Young people could stop the Bush proposal if they just tuned in and voted.

If ever there were a time for young people to take an interest in national politics, this is it. Last week, President George W. Bush finally got specific about shoring up the long-term fiscal health of Social Security. While those specifics are a welcome change from the vague rhetoric the administration has generally favored, they should make future retirees – including today’s college students – tremble in their boots.

The latest idea to captivate the Bush team is called “progressive indexation,” which calls for cutting benefits for the wealthiest retirees while maintaining current benefit levels for the poorest elderly. The proposal would wield cuts by gradually tying benefit increases to inflation rather than wage growth. In time, the cost of living increases less than real wages.

Linking Social Security benefits to inflation (the “indexation” part) is problematic enough. The program was originally designed to lift seniors out of poverty and minimize the wealth gap between the young and the old. In an era of massive health-care inflation and slimmed pension benefits, indexation would move future retirees one step closer to poverty.

The other part of the Bush equation – limiting benefit cuts to the wealthy – is equally troubling. Slashing Social Security benefits for millionaire chief executive officers is intuitively appealing, but the Bush administration has a tortured definition of “wealthy.” Under calculations from the liberal Center on Budget and Policy Priorities, an individual earning an average annual salary of $58,411 and retiring in 2055 would see his or her benefits fall by more than 30 percent.

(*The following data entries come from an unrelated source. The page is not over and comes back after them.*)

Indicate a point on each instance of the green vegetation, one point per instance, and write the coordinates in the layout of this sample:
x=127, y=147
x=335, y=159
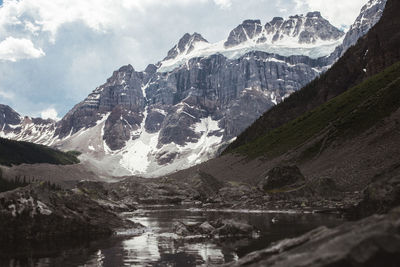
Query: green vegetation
x=6, y=185
x=345, y=116
x=15, y=153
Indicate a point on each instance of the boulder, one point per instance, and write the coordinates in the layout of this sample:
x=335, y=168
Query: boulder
x=373, y=241
x=37, y=213
x=232, y=228
x=181, y=229
x=206, y=228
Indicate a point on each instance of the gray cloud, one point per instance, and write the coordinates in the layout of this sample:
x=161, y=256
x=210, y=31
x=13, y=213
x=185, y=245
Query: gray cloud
x=82, y=49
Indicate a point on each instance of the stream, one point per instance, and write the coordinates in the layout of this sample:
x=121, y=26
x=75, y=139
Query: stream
x=159, y=246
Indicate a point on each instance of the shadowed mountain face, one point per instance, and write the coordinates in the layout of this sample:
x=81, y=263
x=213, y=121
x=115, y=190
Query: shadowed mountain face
x=183, y=110
x=372, y=54
x=343, y=137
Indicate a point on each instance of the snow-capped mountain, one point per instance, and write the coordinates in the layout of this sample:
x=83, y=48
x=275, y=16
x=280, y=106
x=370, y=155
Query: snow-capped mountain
x=182, y=110
x=370, y=15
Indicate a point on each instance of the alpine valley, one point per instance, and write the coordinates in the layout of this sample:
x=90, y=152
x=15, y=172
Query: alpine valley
x=186, y=108
x=278, y=146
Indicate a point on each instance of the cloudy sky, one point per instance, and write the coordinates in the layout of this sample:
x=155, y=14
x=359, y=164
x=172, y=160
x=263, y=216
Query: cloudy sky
x=53, y=53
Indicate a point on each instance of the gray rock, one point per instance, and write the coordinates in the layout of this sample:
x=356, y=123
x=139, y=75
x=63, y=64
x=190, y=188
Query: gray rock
x=206, y=228
x=180, y=229
x=38, y=213
x=374, y=241
x=232, y=228
x=185, y=45
x=282, y=178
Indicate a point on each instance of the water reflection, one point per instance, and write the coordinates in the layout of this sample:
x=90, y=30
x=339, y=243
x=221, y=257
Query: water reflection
x=159, y=246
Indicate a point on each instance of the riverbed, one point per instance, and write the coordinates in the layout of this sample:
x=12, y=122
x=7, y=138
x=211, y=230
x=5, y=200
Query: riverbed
x=158, y=245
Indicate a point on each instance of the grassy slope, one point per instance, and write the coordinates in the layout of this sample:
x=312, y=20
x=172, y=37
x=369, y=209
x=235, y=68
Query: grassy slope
x=15, y=152
x=344, y=116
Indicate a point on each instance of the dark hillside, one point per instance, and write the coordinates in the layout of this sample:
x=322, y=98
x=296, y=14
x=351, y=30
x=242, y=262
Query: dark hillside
x=15, y=153
x=343, y=117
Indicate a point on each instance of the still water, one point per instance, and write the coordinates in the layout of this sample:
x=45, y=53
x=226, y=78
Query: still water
x=159, y=246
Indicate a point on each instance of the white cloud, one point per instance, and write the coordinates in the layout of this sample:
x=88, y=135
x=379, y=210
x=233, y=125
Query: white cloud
x=14, y=49
x=84, y=41
x=223, y=3
x=338, y=12
x=49, y=113
x=6, y=95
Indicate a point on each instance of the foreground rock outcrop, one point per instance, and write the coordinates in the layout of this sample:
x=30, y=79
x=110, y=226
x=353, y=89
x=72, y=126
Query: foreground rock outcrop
x=374, y=241
x=39, y=212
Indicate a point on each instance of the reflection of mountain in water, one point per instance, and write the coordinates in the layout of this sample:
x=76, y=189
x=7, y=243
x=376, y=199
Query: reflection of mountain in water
x=159, y=245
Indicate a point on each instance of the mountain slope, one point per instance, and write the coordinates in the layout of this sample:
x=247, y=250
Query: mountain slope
x=377, y=50
x=16, y=152
x=345, y=116
x=183, y=110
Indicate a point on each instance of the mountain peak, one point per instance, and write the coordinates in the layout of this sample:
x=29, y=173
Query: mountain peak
x=298, y=29
x=315, y=14
x=185, y=45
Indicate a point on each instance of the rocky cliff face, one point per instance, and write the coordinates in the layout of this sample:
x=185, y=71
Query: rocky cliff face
x=370, y=15
x=181, y=111
x=298, y=29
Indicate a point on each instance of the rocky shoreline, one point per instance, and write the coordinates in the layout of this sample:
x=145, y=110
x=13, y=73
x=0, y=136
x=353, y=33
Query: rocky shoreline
x=38, y=212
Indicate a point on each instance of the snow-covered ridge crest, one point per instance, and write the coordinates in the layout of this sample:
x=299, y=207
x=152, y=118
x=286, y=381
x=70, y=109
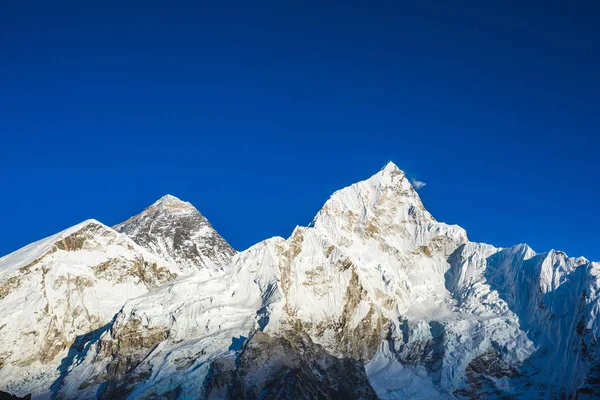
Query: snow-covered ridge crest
x=58, y=291
x=62, y=287
x=176, y=231
x=407, y=306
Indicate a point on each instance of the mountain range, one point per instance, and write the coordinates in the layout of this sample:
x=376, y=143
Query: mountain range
x=374, y=299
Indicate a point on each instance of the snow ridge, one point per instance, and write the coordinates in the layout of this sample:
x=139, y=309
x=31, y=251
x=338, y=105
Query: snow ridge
x=375, y=293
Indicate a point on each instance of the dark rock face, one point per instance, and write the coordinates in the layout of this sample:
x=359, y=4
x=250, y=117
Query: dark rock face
x=287, y=368
x=8, y=396
x=177, y=232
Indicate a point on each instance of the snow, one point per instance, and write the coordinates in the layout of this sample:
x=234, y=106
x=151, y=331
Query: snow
x=375, y=277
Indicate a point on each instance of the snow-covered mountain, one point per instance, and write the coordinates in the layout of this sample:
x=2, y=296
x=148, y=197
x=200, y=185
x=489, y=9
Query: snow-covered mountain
x=178, y=233
x=57, y=292
x=374, y=299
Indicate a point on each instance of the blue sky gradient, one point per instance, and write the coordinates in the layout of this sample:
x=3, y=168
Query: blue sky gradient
x=257, y=113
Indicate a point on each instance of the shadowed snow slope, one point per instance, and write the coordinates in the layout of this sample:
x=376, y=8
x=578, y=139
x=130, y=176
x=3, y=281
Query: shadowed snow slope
x=177, y=232
x=374, y=298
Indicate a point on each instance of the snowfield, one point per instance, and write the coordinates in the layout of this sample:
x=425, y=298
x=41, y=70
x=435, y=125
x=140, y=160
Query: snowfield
x=374, y=299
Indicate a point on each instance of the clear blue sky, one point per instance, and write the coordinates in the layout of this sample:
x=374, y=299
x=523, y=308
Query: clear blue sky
x=257, y=113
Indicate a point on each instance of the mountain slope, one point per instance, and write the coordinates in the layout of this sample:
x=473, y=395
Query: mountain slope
x=177, y=232
x=55, y=294
x=375, y=280
x=374, y=298
x=58, y=288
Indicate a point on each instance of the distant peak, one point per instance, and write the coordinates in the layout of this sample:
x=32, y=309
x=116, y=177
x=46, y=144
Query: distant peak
x=170, y=201
x=391, y=168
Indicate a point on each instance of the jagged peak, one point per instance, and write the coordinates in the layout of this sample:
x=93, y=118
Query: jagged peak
x=171, y=202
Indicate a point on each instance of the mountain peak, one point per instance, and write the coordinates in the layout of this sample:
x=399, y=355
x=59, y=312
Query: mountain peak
x=173, y=203
x=390, y=167
x=176, y=231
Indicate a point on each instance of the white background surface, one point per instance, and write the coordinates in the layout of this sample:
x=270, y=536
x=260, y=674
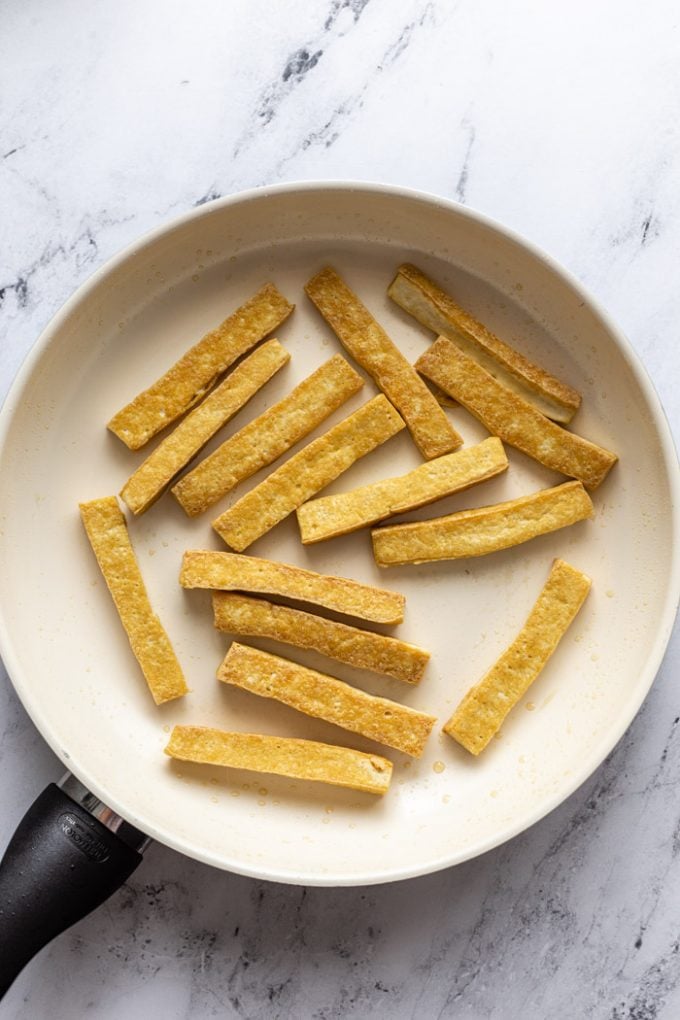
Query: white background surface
x=562, y=123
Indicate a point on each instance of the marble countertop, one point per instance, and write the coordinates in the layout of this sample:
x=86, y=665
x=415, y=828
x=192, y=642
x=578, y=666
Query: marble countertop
x=563, y=122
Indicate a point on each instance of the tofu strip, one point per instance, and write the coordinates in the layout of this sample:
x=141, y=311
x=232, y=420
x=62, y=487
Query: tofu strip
x=486, y=529
x=229, y=571
x=281, y=756
x=194, y=374
x=431, y=306
x=315, y=466
x=326, y=698
x=484, y=707
x=513, y=418
x=248, y=617
x=185, y=442
x=108, y=537
x=370, y=346
x=332, y=515
x=264, y=440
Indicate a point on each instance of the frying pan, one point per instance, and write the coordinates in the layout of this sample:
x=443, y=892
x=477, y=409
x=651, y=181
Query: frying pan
x=68, y=658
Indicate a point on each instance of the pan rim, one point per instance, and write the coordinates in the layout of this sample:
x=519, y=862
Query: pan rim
x=22, y=685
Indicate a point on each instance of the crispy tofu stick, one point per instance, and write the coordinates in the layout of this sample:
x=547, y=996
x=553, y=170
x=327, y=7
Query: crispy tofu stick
x=513, y=418
x=281, y=756
x=159, y=470
x=371, y=347
x=108, y=537
x=484, y=707
x=304, y=474
x=264, y=440
x=229, y=571
x=332, y=515
x=326, y=698
x=486, y=529
x=416, y=294
x=193, y=375
x=240, y=614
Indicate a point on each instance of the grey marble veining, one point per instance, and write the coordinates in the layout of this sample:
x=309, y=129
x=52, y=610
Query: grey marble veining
x=561, y=120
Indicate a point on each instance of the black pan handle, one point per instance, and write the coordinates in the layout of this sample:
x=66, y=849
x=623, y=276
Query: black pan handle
x=68, y=854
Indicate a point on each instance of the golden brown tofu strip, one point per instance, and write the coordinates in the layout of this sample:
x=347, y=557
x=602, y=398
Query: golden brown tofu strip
x=332, y=515
x=486, y=529
x=193, y=375
x=484, y=707
x=513, y=418
x=162, y=466
x=326, y=698
x=264, y=440
x=108, y=537
x=371, y=347
x=239, y=614
x=304, y=474
x=281, y=756
x=229, y=571
x=417, y=294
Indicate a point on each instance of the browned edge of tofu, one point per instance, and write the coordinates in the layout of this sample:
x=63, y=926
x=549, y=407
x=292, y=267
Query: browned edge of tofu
x=186, y=441
x=106, y=528
x=269, y=436
x=330, y=516
x=512, y=418
x=284, y=756
x=324, y=697
x=190, y=378
x=249, y=617
x=377, y=354
x=308, y=471
x=422, y=298
x=231, y=571
x=484, y=529
x=485, y=706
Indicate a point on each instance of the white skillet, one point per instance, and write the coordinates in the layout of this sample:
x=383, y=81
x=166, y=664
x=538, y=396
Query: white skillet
x=67, y=655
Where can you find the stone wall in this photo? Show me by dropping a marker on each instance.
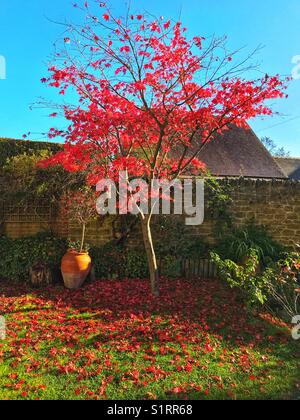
(275, 204)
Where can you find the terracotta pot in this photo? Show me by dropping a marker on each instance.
(75, 268)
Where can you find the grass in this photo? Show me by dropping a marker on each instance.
(111, 340)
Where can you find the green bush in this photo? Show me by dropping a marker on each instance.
(19, 255)
(10, 148)
(237, 245)
(277, 286)
(243, 277)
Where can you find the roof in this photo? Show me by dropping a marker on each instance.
(239, 152)
(290, 167)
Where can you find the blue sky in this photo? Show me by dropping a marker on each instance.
(27, 35)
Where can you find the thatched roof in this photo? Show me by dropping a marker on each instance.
(290, 167)
(239, 152)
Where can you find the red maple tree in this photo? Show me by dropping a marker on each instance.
(149, 99)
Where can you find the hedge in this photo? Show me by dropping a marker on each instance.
(11, 147)
(17, 256)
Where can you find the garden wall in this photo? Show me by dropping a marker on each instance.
(273, 203)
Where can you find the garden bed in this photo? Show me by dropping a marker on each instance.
(111, 340)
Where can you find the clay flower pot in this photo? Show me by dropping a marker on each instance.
(75, 268)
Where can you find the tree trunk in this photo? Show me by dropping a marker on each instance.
(151, 257)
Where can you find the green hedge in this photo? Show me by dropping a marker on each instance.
(10, 148)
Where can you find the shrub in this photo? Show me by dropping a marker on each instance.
(17, 256)
(10, 148)
(237, 245)
(243, 277)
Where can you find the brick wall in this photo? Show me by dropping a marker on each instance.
(275, 204)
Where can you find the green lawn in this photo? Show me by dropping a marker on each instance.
(111, 340)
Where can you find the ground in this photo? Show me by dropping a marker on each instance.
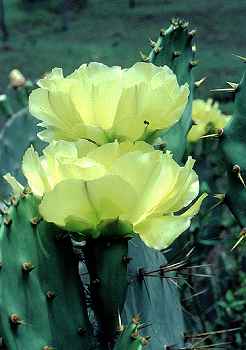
(110, 32)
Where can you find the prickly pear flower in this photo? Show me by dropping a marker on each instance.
(207, 117)
(102, 104)
(16, 78)
(83, 187)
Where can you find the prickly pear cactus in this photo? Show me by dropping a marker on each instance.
(174, 48)
(17, 134)
(155, 298)
(133, 283)
(41, 299)
(233, 144)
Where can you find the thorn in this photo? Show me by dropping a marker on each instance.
(232, 85)
(242, 58)
(144, 57)
(126, 259)
(242, 237)
(34, 221)
(145, 340)
(50, 295)
(134, 335)
(220, 196)
(27, 267)
(193, 63)
(198, 83)
(136, 319)
(82, 331)
(15, 320)
(192, 33)
(141, 274)
(193, 48)
(223, 90)
(7, 220)
(236, 169)
(96, 281)
(152, 43)
(157, 49)
(14, 201)
(218, 134)
(120, 326)
(161, 146)
(176, 54)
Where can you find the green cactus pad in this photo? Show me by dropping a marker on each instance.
(41, 299)
(106, 260)
(174, 48)
(233, 144)
(18, 133)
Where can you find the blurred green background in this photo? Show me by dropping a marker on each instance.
(111, 32)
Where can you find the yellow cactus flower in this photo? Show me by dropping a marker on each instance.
(102, 104)
(207, 118)
(82, 186)
(16, 78)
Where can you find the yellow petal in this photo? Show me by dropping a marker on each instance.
(68, 199)
(160, 232)
(89, 202)
(184, 190)
(17, 188)
(196, 132)
(34, 172)
(112, 197)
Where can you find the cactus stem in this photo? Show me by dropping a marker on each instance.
(27, 267)
(15, 320)
(198, 83)
(50, 295)
(236, 169)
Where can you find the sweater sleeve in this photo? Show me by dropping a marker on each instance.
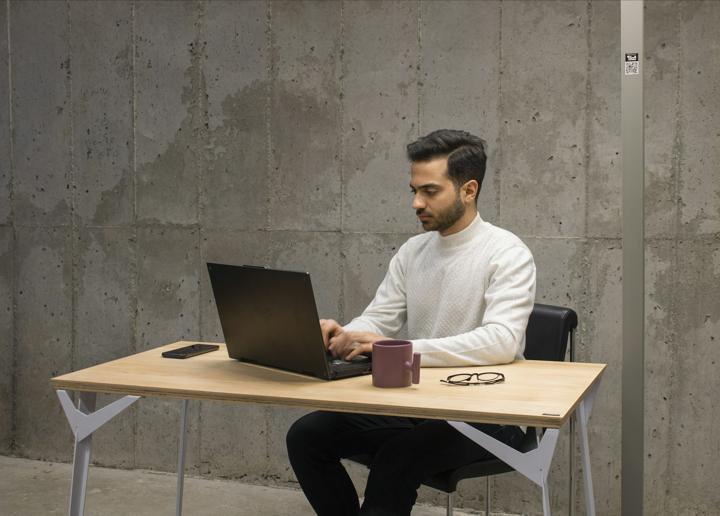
(387, 312)
(509, 299)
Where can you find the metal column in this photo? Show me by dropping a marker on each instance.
(633, 245)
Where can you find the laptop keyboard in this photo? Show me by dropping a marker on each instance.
(338, 362)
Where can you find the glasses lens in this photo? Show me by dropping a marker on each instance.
(460, 377)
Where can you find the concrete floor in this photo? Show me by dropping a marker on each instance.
(30, 487)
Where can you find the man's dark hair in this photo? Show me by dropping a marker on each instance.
(465, 152)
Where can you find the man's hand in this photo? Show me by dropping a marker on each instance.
(349, 344)
(329, 328)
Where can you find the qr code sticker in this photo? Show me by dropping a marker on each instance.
(632, 68)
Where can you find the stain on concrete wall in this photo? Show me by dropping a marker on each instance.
(139, 140)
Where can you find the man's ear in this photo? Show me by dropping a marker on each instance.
(471, 191)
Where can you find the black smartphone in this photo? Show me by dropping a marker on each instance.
(190, 351)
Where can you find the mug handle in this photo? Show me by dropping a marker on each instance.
(416, 368)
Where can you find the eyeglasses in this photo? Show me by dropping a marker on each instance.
(486, 378)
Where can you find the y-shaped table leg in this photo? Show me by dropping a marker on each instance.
(534, 464)
(84, 420)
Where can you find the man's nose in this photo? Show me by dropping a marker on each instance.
(418, 203)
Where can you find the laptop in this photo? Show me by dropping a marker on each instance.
(269, 317)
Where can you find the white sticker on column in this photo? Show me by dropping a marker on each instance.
(632, 64)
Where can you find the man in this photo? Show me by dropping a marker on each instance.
(465, 289)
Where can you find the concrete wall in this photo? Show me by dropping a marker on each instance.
(140, 139)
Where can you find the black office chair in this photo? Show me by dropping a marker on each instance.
(546, 338)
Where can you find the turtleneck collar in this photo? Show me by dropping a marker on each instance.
(461, 237)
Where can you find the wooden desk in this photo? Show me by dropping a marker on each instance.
(539, 394)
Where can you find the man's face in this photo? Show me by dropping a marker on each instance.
(436, 200)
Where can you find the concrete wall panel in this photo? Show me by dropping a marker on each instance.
(230, 247)
(5, 159)
(43, 268)
(305, 122)
(601, 341)
(661, 112)
(692, 488)
(102, 89)
(365, 262)
(7, 336)
(316, 253)
(167, 114)
(380, 107)
(460, 79)
(238, 447)
(604, 177)
(41, 112)
(104, 324)
(233, 440)
(700, 97)
(661, 352)
(543, 133)
(235, 193)
(168, 287)
(558, 264)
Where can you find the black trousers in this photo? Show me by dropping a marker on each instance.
(405, 451)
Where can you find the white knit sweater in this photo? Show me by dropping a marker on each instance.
(466, 297)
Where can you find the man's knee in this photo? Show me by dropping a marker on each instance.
(300, 433)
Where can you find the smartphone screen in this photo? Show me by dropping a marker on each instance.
(190, 351)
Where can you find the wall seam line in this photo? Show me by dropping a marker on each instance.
(502, 132)
(675, 278)
(268, 172)
(134, 248)
(341, 156)
(73, 195)
(270, 69)
(13, 261)
(203, 118)
(419, 69)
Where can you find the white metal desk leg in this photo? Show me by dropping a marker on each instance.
(583, 416)
(81, 458)
(84, 420)
(534, 464)
(181, 459)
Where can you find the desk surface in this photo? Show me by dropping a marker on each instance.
(534, 393)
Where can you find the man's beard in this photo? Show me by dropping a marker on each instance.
(444, 219)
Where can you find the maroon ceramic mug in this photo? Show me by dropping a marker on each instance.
(394, 364)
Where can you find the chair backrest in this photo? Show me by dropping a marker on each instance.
(549, 327)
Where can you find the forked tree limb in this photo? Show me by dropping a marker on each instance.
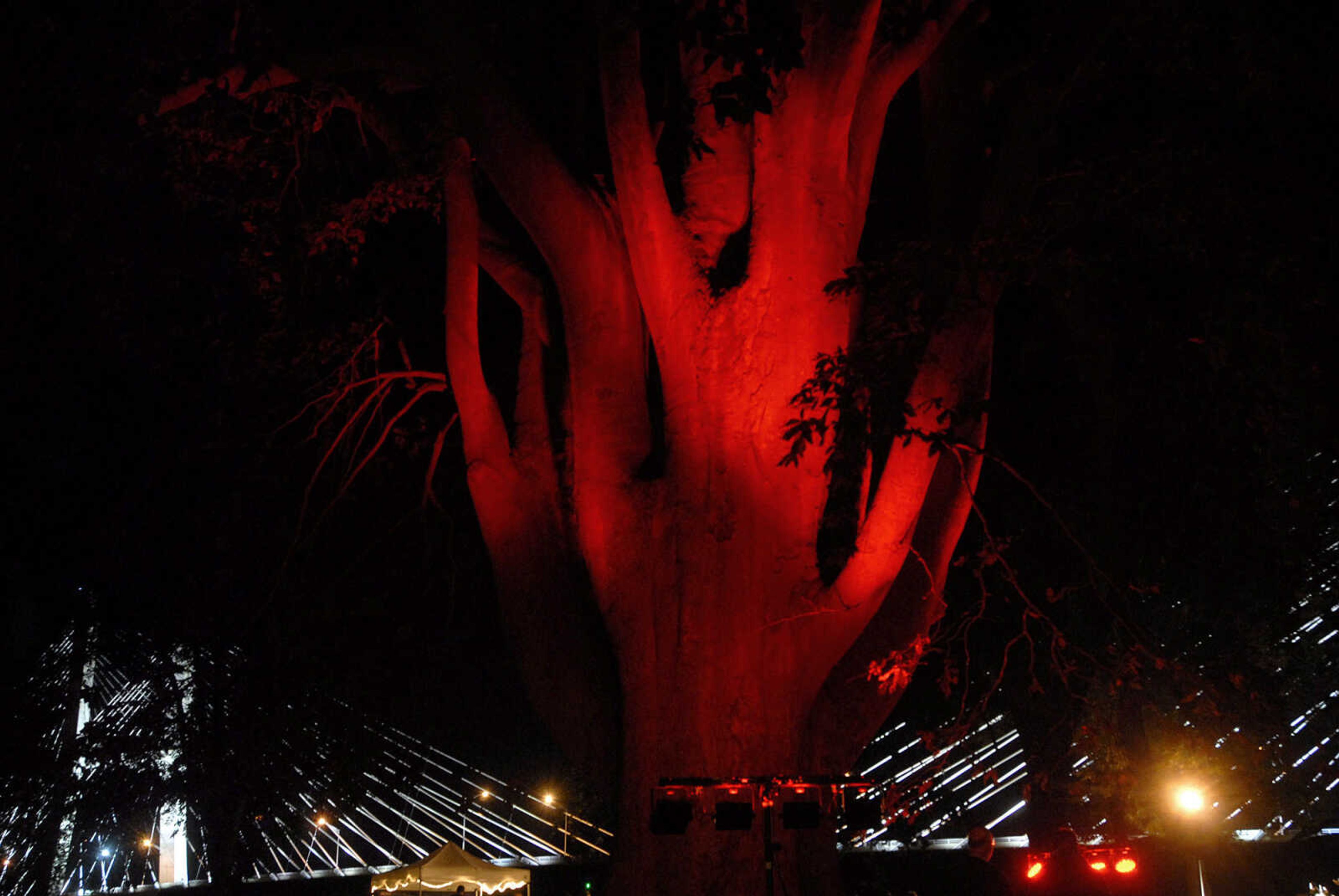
(886, 533)
(841, 45)
(483, 428)
(851, 708)
(516, 276)
(888, 69)
(658, 250)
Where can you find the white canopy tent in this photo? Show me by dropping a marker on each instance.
(448, 868)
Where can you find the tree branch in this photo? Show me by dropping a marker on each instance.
(481, 421)
(890, 67)
(849, 701)
(657, 243)
(516, 278)
(886, 535)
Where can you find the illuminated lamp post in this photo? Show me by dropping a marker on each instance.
(1189, 803)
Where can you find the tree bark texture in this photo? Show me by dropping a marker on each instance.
(670, 617)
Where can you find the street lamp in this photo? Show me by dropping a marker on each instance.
(1189, 802)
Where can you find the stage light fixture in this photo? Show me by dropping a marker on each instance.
(734, 808)
(801, 808)
(671, 811)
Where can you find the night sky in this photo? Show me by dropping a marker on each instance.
(1162, 375)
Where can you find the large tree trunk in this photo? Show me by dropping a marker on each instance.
(732, 657)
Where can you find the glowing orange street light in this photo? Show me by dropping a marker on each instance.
(1188, 800)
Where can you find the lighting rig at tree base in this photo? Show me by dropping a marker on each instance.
(732, 804)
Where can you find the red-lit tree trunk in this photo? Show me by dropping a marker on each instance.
(699, 582)
(655, 563)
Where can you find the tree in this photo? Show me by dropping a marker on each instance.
(689, 432)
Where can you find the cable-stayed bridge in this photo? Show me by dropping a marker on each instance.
(110, 696)
(408, 799)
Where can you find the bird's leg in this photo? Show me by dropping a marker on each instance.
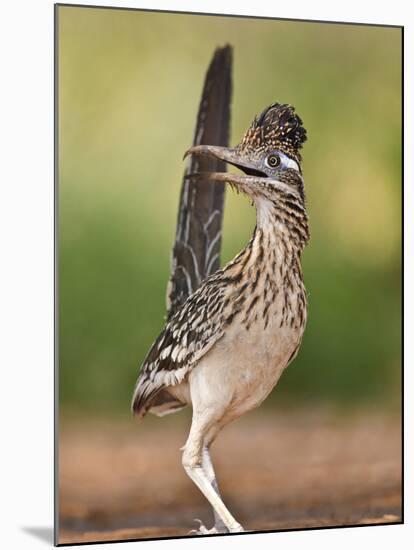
(192, 462)
(207, 466)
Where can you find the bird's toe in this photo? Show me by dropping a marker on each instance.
(202, 529)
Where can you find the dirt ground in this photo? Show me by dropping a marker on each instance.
(276, 470)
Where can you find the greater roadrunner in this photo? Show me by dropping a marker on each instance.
(225, 346)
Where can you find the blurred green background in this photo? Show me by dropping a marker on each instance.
(129, 84)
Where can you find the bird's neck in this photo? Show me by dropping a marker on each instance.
(279, 237)
(282, 219)
(266, 277)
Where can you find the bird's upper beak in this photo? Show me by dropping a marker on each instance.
(231, 156)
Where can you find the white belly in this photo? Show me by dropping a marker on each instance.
(242, 368)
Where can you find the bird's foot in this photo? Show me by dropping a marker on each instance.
(237, 528)
(202, 529)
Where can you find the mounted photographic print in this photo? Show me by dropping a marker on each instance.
(228, 305)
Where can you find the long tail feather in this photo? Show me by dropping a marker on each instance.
(196, 252)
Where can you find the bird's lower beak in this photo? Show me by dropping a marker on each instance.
(229, 155)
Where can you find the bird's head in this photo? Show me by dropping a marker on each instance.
(269, 155)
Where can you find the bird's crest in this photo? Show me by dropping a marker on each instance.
(278, 127)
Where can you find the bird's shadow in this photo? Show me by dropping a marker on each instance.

Additional cuts would come under any form of private accounts – an idea Bush continues to promote.

The president should be applauded for putting cuts on the table. Most observers agree benefit cuts cannot be avoided if policy-makers are to make the program financially sound. But those cuts would be less painful if they were complemented with other reforms – such as continuing to tax income after it crosses the current $90,000 threshold and raising the retirement age to match the longer life expectancies we now enjoy.

Fixing Social Security on the backs of today’s youth is a bad strategy. It’s one young people could prevent if they just tuned in and voted.